In freight management ING does not envisage any problems. The combined group would become global number one in airfreight and seafreight. DP/Exel would hold 11.1% of the airfreight market and 8% of seafreight. This would translate into a total freight management market share of 3%, according to ING.
It believes that the deal would be “potentially transformative” for Deutsche Post which is currently trying to expand its overseas operations before the loss of its monopoly of the German letters market in 2007. And by combining Exel with Deutsche Post’s UK parcels operation DHL it would create a more powerful rival to Royal Mail when full liberalisation of the postal market takes place in the UK in January. So far the omens look good that it will succeed in putting in a bid. Exel chief executive John Allan has reportedly been told that he would run the combined business and have a seat on Deutsche Post’s management board.
But could an approach by UPS scupper the deal? Well, ING says that if the price for Exel is 1200p a share, a UPS counter-bid is unlikely. “ING’s analysis suggests the value (at 1200p) is now beyond UPS’s sensible limit,” according to an ING report on the deal. The company thinks that the strategic and financial fit of Exel with Deutsche Post is tighter than with that of UPS.

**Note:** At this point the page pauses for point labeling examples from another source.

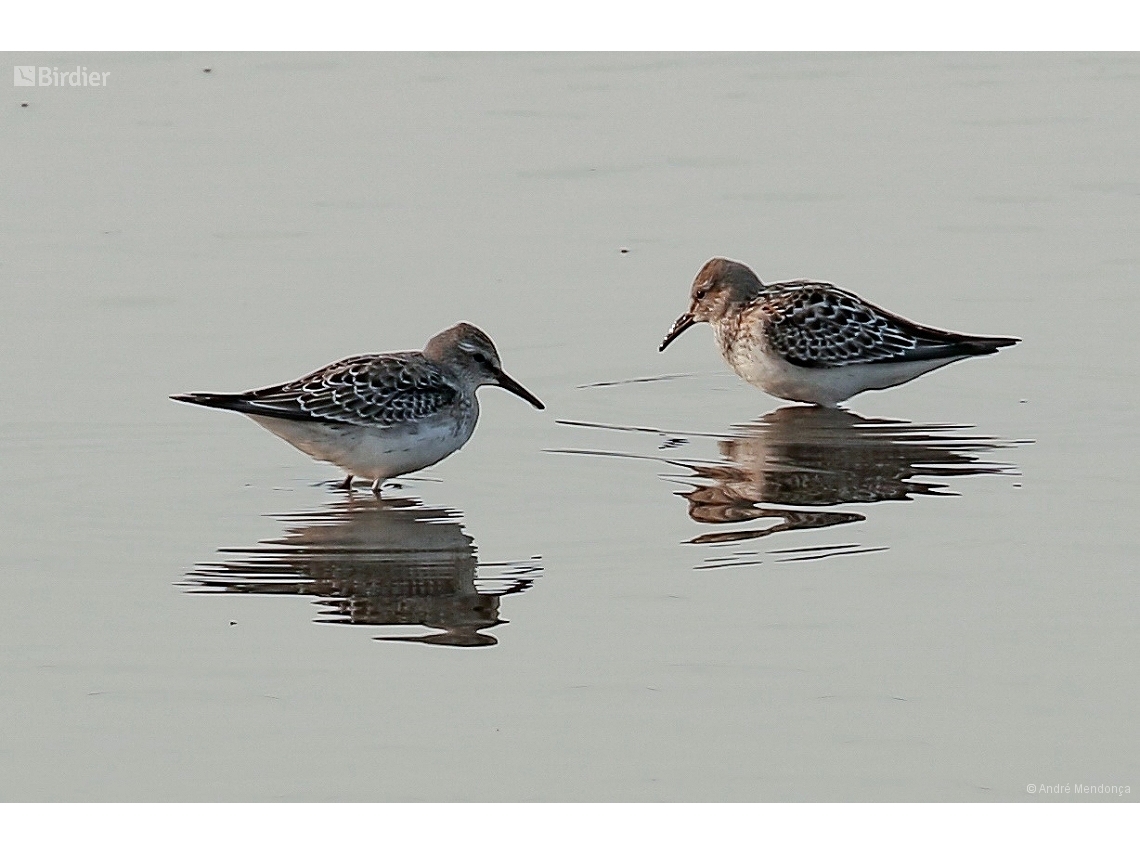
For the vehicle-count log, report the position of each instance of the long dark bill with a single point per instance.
(512, 385)
(678, 326)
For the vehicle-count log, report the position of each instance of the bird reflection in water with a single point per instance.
(390, 562)
(792, 463)
(806, 458)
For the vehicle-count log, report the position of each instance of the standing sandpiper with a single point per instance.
(812, 342)
(381, 415)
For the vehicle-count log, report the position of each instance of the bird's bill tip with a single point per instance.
(678, 326)
(513, 385)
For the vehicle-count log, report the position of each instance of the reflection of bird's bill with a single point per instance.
(512, 385)
(678, 326)
(792, 521)
(391, 562)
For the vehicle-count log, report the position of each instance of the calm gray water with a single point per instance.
(652, 591)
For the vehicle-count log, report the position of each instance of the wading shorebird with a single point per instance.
(381, 415)
(812, 342)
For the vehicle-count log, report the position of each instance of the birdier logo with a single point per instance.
(49, 75)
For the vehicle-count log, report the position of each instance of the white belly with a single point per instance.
(823, 385)
(375, 453)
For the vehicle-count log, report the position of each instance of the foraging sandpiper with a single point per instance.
(381, 415)
(812, 342)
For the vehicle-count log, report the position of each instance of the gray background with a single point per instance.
(221, 230)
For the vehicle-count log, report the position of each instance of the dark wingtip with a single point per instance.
(209, 399)
(982, 347)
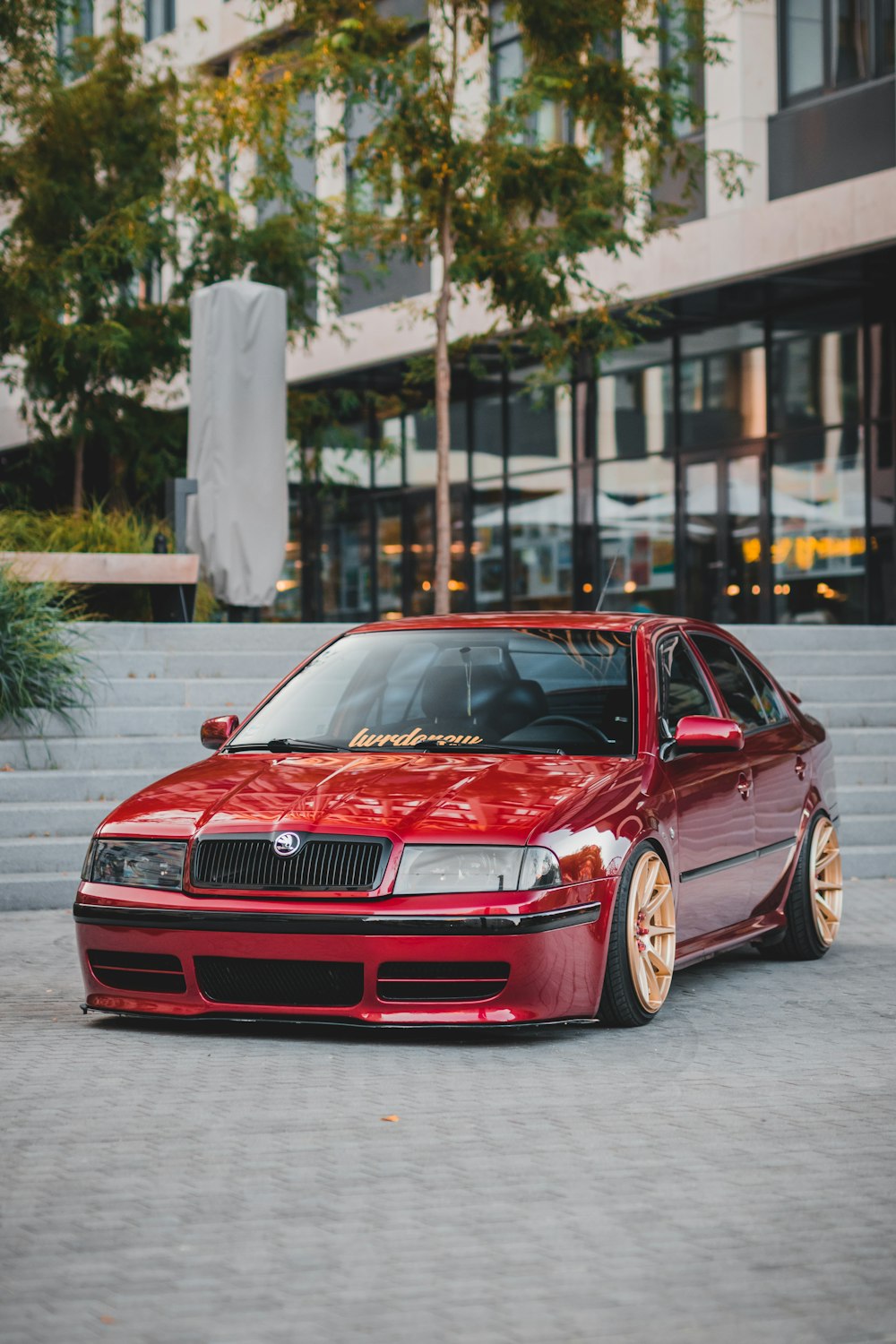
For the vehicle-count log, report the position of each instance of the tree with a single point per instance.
(508, 210)
(116, 206)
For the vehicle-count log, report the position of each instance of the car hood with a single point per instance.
(409, 796)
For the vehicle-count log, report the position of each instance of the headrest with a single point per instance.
(444, 693)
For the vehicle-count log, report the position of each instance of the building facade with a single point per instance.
(737, 465)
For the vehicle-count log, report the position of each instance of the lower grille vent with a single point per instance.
(323, 863)
(287, 984)
(435, 981)
(142, 970)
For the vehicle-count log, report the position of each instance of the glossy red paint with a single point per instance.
(708, 804)
(215, 731)
(700, 733)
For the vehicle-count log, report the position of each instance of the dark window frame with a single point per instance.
(829, 86)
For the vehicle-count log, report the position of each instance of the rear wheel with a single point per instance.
(815, 900)
(642, 943)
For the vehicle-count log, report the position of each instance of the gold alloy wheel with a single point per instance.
(826, 881)
(650, 929)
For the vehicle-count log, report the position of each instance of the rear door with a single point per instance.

McVicar says that UPS has “very deep pockets” and likes being number one but it is a conservative company and might avoid getting involved in a bidding war from such a great distance.
Whoever ends up buying Exel would gain a company that lifted sales by almost half in 2004 after the acquisition of UK rival T&B and add a range of customers including DaimlerChrysler and Hewlett-Packard Co. Synergy effects from taking over Exel could amount to at least Euro 150M to 200M.
Investec’s Lawson feels that there will not be a fundamental “change to the logistics landscape overnight” whoever takes Exel over following a successful bid for the company.
Exel’s rivals, smaller logistics firms, shareholders and analysts will all be waiting to see if that is true.